Schwierigkeiten bei der Kommunikation zwischen den Misses. Zu Beginn hatten die Teilnehmerinnen noch Bedenken, ob man sich überhaupt verstehen würde. Einige versuchten es anfangs mit der internationalen Gebärdensprache. Schließlich beschränkte man sich einfach auf Pantomime und allgemeinen Gesten. Tiefgründige Gespräche waren natürlich nicht möglich. Daher wurden kaum Freundschaften geschlossen, über die Hälfte der Teilnehmerinnen blieben Einzelgänger. Schlimmer noch an einer Leinwand, was alles gesprochen wird, werden nur in tschechischer Sprache mitgelesen.
Am letzten Tag der grosse Schreck – einige Teilnehmerinnen hatten gar keine Strumpfhosen dabei, bei anderen wurden die Nylons bei der Anprobe zerstört.
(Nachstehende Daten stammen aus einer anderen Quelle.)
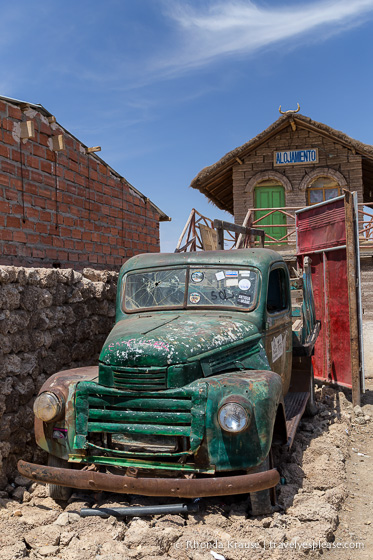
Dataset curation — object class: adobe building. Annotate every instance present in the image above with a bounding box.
[190,112,373,241]
[0,95,169,270]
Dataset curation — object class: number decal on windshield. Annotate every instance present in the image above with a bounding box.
[211,289,235,301]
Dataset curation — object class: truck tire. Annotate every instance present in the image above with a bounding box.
[249,452,274,516]
[47,454,73,501]
[304,365,318,417]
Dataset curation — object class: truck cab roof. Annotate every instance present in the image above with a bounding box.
[119,248,285,278]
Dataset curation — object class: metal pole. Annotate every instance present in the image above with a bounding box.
[80,502,199,518]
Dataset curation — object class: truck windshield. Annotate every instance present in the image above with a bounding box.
[123,267,259,311]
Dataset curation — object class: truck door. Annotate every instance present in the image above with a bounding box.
[264,264,293,394]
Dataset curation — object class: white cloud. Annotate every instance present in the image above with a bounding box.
[156,0,373,74]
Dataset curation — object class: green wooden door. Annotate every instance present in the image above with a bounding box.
[254,184,286,243]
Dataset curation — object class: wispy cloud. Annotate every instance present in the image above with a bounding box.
[155,0,373,76]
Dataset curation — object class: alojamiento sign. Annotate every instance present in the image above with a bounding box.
[274,148,318,166]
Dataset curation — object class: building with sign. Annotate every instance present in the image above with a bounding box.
[190,113,373,243]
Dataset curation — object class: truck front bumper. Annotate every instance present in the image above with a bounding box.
[18,459,279,498]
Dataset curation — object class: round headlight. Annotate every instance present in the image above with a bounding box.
[218,402,249,433]
[33,392,63,422]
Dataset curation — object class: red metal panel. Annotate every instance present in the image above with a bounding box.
[296,198,352,388]
[297,198,346,253]
[307,251,352,387]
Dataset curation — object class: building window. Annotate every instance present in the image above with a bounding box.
[307,176,340,205]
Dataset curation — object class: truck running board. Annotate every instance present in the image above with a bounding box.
[284,391,309,448]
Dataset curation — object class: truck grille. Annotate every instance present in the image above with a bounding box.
[74,381,207,458]
[112,366,167,391]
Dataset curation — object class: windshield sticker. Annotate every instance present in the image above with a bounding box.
[239,278,251,291]
[189,292,201,304]
[236,293,252,307]
[226,278,239,287]
[215,271,225,281]
[225,270,238,277]
[271,334,284,363]
[191,271,204,283]
[239,271,251,277]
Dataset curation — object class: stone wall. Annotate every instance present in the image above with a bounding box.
[0,265,118,488]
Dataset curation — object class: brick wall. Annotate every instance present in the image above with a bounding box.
[0,99,161,270]
[232,126,364,225]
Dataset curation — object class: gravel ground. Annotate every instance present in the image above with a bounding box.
[0,383,372,560]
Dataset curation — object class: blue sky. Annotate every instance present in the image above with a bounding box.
[2,0,373,251]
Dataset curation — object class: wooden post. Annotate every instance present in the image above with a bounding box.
[214,220,225,250]
[344,190,361,406]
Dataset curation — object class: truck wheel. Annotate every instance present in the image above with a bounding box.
[305,365,318,417]
[47,455,73,501]
[249,452,274,516]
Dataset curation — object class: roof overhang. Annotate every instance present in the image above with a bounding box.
[190,113,373,214]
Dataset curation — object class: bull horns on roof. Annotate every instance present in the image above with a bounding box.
[279,103,300,115]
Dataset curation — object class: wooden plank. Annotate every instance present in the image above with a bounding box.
[199,224,218,251]
[213,219,263,237]
[344,190,361,406]
[20,120,35,140]
[214,219,265,249]
[176,209,195,250]
[215,221,225,250]
[52,134,65,151]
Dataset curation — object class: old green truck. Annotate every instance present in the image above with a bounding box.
[18,248,319,515]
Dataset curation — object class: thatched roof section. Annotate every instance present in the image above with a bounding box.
[190,113,373,214]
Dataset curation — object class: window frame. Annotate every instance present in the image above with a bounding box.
[307,176,341,205]
[266,264,290,316]
[121,265,262,314]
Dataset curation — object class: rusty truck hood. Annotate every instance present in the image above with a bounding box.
[99,312,260,367]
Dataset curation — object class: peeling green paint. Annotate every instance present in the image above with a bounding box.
[35,249,304,479]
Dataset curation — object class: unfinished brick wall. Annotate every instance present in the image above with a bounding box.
[232,126,364,225]
[0,99,161,271]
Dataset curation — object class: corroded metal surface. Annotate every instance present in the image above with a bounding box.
[34,367,98,461]
[99,312,262,369]
[18,460,280,497]
[74,380,207,459]
[284,391,309,448]
[24,247,318,494]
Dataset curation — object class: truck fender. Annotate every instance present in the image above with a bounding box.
[201,369,284,471]
[34,366,98,459]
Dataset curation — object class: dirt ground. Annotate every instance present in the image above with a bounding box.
[0,380,372,560]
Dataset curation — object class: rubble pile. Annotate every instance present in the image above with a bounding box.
[1,385,371,559]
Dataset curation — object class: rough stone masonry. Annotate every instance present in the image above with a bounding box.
[0,265,118,488]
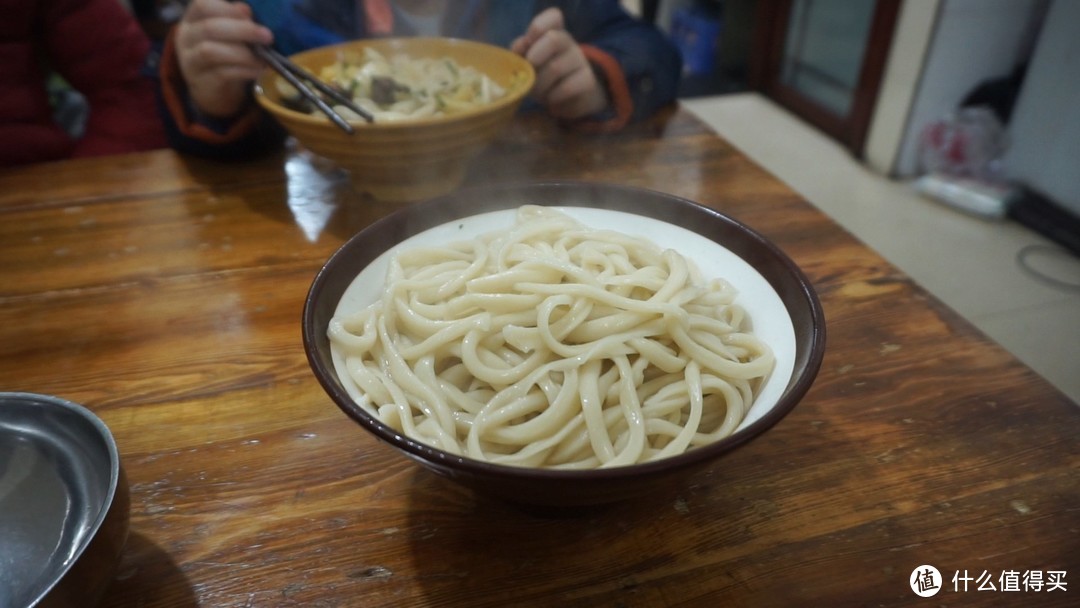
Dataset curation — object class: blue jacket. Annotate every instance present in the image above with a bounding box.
[158,0,681,159]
Also gingen die Begleiter schnell Ersatz suchen. Dann die Ernüchterung: In ganz Prag gab es keine Strumpfhosen, die für Miss-Wahlen geeignet waren! Weder in teuren Geschäften noch in Second-Hand-Bazaren…
Zwar gibt es alles Mögliche in Prag zu kaufen, auch China-Kram, täuschend echte Spielzeugwaffen und „Armani“-Hemden… Doch Strumpfhosen liessen sich nicht auftreiben. Und das einzige Geschäft hatte geschlossen… Zwei Betreuer gaben die Suche auf, die anderen zwei suchten weiter – und etwa 15 Minuten vor der Abfahrt zum Miss Deaf Wahl hatten sie doch die passenden Nylons gefunden…
Der grosse Abend. Fast 1300 Zuschauer passten in den Saal. Unter den Gästen waren ausser den SNN-Mitgliedern nur wenige tschechischen Hörgeschädigte. Selbst Miss Tschechien brachte keine gehörlosen Freunde mit. Dafür waren viele Gehörlose aus dem Ausland angereist, darunter ein halbes Dutzend gutaussehender Jungs aus Deutschland. Der Rest: Hörende Gäste aus Prag, die fast den ganzen Saal füllten. Zwei bis drei Dolmetscher standen auf der Bühne und übersetzten gleichzeitig. Bei der Show stand als Erstes die Begrüßung prominenter Gäste an. Dann traten die Mädchen in Kleidern auf, die von tschechische Textilfirma entworfen wurden.
Die Tanzauftritte der Misses danach waren unterhaltsamer, obwohl die Kandidatinnen wegen dem extrem glattpolierten Boden weniger schwungvoll waren als beim Training. Einige traten daher barfuß auf. Miss Russland, gelernte Ballerina, musste auf ihre gewagten Sprünge verzichten. Miss Slowakei, Miss Australia, Miss Kasachstan und Miss Italien tanzten zu Folkloremusik. Miss Frankreich und Miss Sweden versuchten es mit Gebärdenpoesie, leider wars für alle unverständlich. Ganz neu: Miss Israel schwenkte nach ihrem Auftritt die isralische Landesfahne. Eigentlich gehören die Tanzauftritte nicht zum üblichen Programm einer Miss-Wahl, denn bei den weniger talentierten Mädchen sieht es immer ein bisschen nach Miniplayback-Show aus. Normalerweise macht man ein kleines Interview mit den Kandidatinnen, um ihre Sprachgewandheit und Intelligenz zu testen. Warum die Veranstalter die Tanznummer wünschten, bleibt ein Rätsel.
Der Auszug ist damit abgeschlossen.